Indonesian has resumed payments related to its share of developments costs for the Korea Aerospace Industries (KAI) KF-21 Boramae fighter.
Jakarta has made a payment of W9.4 billion ($6.6 million) for the project, according to South Korea’s official Yonhap news agency, citing a source.
Under the terms of the agreement, Jakarta is to pay 20% of the W8.8 trillion price tag for the fighter.
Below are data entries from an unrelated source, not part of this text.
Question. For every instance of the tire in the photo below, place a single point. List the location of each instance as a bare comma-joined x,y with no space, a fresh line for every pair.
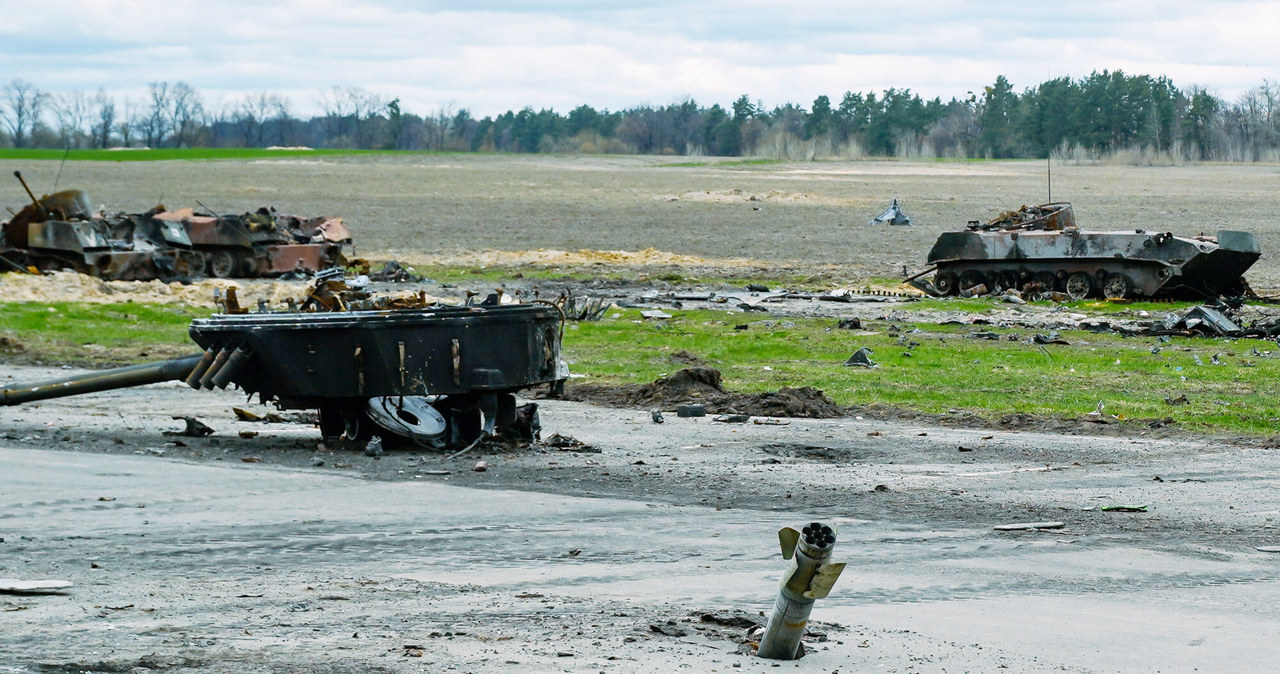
1047,280
945,283
222,264
1116,287
1008,280
972,278
1078,285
Jakarta ceased making payments in 2017 as it sought to negotiate down the cost of its involvement in the KF-21, which is undergoing flight testing.
Signs of a potential payment breakthrough emerged in September, when the head of South Korea’s Defense Acquisition Program Administration, Eom Dong-hwan, said that discussions with Jakarta suggested that Jakarta would gradually start paying for its share in the programme.
Eom also said that Jakarta had paid 30% of its share through unspecified “in-kind payments.” South Korean media reports suggest Jakarta is still some W800 billion in arrears.
Eventually, South Korea is expected to operate 120 KF-21s and Indonesia 50.
Separately, flight tracking website FlightAware indicates that a modified Boeing 737-500 (ZS-TFJ, MSN26541) being used to test the KF-21’s active electronically scanned array (AESA) radar has not flown since 27 September.
It’s last flight lasted over three hours, with the aircraft, operating from Seoul Incheon, conducting orbits up and down the west coast of South Korea over the Yellow Sea.
The KF-21’s AESA radar was developed locally, with Hanwha Systems providing the hardware and LIG Nex1 the software.
The KF-21’s first prototype conducted its maiden sortie on 19 July. Powered by two GE Aviation F414 engines, the KF-21 will replace the McDonnell Douglas F-4 Phantom and Northrop F-5 in Republic of Korea Air Force service.